Had he learned this in prison, this way of beating a person? There was none of the stick-and-move than I remembered from school-yard brawls. This was the nasty scrapping of a man with nothing to lose. If I remained on the grass, he would stomp my head. I raised myself, but my legs failed me. I fell first to my knees, like a building being demolished, and then I was on the lawn, the odor of dry grass and wet blood in my nose.
“Say you’re sorry,” he said, his foot poised to kick.
This was an opportunity. A chance to wave the white flag. I would be easy enough, to spit out the words along with the blood in my mouth. Surely I could give him that, only I could not. “Sorry for what?”
“You know what for.”
I looked into his eyes narrowed against the sun, but I didn’t see anyone that I recognized. Would I have surrendered if I thought it would have saved me, if I believed that he was intent on anything other than killing me? I don’t know. But if I were going to die on my front yard, I would die with the taste of pride in my mouth. “I am not sorry.”
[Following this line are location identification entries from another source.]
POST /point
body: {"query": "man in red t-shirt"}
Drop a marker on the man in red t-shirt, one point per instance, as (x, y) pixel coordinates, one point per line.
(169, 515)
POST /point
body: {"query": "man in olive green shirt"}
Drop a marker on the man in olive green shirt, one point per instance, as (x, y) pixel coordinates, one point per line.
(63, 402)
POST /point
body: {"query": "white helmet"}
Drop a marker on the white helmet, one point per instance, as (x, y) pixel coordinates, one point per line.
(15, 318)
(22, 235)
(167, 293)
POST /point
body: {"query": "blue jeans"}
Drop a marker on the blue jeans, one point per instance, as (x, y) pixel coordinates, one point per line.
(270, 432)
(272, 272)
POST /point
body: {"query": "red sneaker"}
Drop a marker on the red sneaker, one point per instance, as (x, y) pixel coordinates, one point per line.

But I was sorry. Not for what was between Celestial and me, I would never regret that. I was sorry for a lot of things. I was sorry for Evie, suffering from lupus for so many years. I was sorry for elephants killed for their ivory. I was sorry for Carlos, who traded one family for another. I was sorry for everyone in the world because we all had to die and nobody knew what happened after that. I was sorry for Celestial, who was probably watching from the window. Most of all, I was sorry for Roy. The last time I saw him on that morning before his mother’s wake, he said, “I never had a chance, did I? I only thought I did.”
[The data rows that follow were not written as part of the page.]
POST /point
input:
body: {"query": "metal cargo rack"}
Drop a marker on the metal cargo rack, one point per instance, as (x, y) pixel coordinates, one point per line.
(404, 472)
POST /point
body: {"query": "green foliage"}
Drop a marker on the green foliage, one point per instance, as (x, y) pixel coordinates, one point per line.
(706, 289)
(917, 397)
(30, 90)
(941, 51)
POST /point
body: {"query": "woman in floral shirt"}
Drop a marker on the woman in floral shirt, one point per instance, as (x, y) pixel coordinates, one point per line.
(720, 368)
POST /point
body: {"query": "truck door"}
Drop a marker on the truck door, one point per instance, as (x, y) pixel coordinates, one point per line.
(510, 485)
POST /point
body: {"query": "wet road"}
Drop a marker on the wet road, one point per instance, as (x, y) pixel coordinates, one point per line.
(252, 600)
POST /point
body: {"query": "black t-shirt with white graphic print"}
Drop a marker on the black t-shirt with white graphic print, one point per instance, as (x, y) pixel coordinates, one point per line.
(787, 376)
There was pain, yes, but I figured out how not to feel it. Instead, I thought about Celestial and me and how maybe we just thought we could weather this calamity. We believed we could talk this out, reasoning our way through this. But someone was going to pay for what happened to Roy, just as Roy paid for what happened to that woman. Someone always pays. Bullet don’t have nobody’s name on it, that’s what people say. I think the same is true for vengeance. Maybe even for love. It’s out there, random and deadly, like a tornado.
Celestial
I wonder about myself sometimes. Roy and Andre circled each other, radiating locker-room energy: violence and competition. They told me to leave, and I did. Why? Was I afraid to bear witness? I’m not an obedient person, but on that Christmas Eve, I did as I was told.
They must have grabbed each other as soon as I shut the door. By the time I made it to a window—peeking through a curtain like a silly southern belle—Roy and Andre were rolling around on the dry lawn, a tangle of arms and legs. I watched for what must have been only several seconds, but whatever the duration, it was too long. When Roy gained the upper hand and pinned Andre to the ground, straddling and punishing him with wind-milling fists and rage, I pulled open the window. The lace curtain floated from the thin rod, covering my eyes like a veil. I yelled their names to the wind, but they either wouldn’t or couldn’t hear me. The grunts of exertion and satisfaction both layered over the gasps of pain and humiliation. All these noises floated up to my window, moving me to run outside with the intention of saving them both.
Stumbling and quaking, I reached the lawn. “November 17!” I yelled, hoping the memory would reach him.
He did pause but only long enough to shake his head in disgust. “It’s too late for all of that, Georgia. No magic words for us anymore.”
Now I had no choice. I pulled the phone from my pocket and aimed it like a gun. With whatever air I could gather, I screamed, “I’m calling the police!”
Roy froze, pulled up short by the threat. “You would do that? You would, wouldn’t you?”
“You’re making me,” I said, fighting to steady my shaking. “Get off him.”
“I don’t care,” Roy said. “Call the law. Fuck you, fuck Andre, and fuck the police.” Andre struggled to free himself, but Roy, as if to underscore his point, delivered a close-fisted blow. Andre shut his eyes but didn’t cry out.